Il sindacato: “Operazione di rendita immobiliare decisa da un fondo americano sulla pelle dei lavoratori”

Un corteo della Cgil (archivio)

Sabato prossimo, 15 dicembre, chiuderà lo storico hotel a 4 stelle 'Tornabuoni Beacci' di via Tornabuoni. “E ancora una volta a Firenze la rendita rischia di vincere la partita a scapito del lavoro”, attacca la Filcams Cgil di Firenze.

“La chiusura è stata infatti decisa dal fondo americano Hines, proprietario del grande palazzo, dove oltre all'hotel hanno sede anche Burberry e Tiffany, e concordata con il gestore dell'Hotel, la Tornabuoni Beacci Srl”, spiega il sindacalista Maurizio Magi.

Per il sindacato si tratta di una “mera operazione immobiliare che rischia di consumarsi sulla pelle dei 16 lavoratori dell'Hotel (4 diretti e 12 in appalto), i quali, dal 16 dicembre, potrebbero trovarsi senza prospettive per il loro futuro”.

Per oggi è convocato il tavolo di crisi della città metropolitana di Firenze.
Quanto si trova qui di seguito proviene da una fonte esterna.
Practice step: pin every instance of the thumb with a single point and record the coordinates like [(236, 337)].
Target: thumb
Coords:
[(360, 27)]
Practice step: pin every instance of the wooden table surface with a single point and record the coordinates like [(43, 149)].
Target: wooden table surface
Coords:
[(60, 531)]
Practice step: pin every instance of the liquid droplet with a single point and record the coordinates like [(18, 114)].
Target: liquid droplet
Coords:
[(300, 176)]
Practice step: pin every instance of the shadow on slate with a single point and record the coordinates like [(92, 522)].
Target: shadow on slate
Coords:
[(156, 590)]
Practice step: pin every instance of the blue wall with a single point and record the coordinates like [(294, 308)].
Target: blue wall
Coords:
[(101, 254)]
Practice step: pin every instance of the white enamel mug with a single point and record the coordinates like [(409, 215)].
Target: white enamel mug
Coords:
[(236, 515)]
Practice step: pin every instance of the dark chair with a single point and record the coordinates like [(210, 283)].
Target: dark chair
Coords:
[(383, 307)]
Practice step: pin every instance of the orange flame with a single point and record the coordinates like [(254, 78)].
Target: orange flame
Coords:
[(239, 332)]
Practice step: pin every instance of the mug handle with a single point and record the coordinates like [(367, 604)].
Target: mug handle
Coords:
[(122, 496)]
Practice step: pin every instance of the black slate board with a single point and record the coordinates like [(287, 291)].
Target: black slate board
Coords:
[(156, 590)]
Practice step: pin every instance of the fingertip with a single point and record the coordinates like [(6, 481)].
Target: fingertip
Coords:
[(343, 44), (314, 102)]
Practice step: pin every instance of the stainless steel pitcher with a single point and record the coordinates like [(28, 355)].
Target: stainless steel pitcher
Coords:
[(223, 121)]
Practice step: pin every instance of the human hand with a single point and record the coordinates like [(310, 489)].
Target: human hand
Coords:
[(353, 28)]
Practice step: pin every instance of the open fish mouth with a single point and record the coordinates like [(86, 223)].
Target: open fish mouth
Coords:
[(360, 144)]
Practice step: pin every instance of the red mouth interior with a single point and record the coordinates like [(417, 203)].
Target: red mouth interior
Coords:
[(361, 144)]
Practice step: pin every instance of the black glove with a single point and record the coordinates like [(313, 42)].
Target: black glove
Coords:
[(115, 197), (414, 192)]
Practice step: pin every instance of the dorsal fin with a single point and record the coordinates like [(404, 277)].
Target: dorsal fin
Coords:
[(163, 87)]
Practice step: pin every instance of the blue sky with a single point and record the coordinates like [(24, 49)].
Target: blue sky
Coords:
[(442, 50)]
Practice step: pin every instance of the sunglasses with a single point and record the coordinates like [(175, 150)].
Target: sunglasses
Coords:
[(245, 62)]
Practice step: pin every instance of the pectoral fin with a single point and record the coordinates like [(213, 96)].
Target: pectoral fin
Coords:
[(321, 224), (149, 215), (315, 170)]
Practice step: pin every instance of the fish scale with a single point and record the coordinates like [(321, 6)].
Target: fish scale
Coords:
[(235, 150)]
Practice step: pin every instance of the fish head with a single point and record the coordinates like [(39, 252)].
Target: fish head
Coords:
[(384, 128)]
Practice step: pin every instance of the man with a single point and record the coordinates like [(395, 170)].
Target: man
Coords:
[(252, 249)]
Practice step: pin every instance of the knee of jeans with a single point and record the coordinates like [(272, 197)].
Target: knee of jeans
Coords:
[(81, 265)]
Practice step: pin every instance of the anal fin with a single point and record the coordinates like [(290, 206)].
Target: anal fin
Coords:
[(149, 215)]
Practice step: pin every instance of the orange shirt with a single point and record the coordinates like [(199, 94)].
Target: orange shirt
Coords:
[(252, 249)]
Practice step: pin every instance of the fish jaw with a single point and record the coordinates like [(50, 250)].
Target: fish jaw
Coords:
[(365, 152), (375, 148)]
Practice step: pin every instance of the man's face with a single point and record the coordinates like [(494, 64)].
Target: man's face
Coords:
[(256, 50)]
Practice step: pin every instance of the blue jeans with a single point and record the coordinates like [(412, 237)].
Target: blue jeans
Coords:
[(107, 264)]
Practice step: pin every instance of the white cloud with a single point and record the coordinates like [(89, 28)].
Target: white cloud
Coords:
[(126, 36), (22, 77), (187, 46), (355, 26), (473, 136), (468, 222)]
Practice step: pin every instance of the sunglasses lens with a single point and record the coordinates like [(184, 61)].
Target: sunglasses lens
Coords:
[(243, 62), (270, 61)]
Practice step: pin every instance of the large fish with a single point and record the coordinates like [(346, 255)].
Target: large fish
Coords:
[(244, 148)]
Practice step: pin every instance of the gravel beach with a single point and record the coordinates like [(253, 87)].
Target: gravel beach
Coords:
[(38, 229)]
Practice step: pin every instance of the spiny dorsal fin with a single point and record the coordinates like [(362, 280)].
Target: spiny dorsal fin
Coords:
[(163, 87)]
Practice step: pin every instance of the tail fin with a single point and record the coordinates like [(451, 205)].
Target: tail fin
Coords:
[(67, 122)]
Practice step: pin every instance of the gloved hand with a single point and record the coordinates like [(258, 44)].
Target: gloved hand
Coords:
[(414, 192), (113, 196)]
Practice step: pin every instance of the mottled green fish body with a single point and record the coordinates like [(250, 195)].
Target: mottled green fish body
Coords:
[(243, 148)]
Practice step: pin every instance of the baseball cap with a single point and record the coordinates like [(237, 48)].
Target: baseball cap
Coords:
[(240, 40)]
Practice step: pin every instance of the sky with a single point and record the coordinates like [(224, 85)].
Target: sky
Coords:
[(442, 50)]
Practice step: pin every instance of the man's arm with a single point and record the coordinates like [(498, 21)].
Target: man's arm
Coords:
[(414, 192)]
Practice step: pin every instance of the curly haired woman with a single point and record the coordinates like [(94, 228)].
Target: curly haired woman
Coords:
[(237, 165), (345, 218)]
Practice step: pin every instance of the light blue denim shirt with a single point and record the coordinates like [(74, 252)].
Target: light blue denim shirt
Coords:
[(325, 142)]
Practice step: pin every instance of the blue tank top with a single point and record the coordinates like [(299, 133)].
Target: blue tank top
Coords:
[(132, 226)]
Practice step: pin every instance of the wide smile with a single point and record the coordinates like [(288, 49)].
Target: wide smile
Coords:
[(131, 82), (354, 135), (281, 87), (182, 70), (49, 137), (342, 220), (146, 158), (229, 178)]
La Cgil chiede alle istituzioni cittadine di intervenire “perché chiunque subentrerà nella gestione dovrà garantire la continuità occupazionale di tutti i lavoratori”.

“Siamo tutti d’accordo nel dire - conclude Magi -, che bisogna puntare su un turismo di qualità per uno sviluppo sostenibile del territorio, è giunta l'ora di passare dalle parole ai fatti”.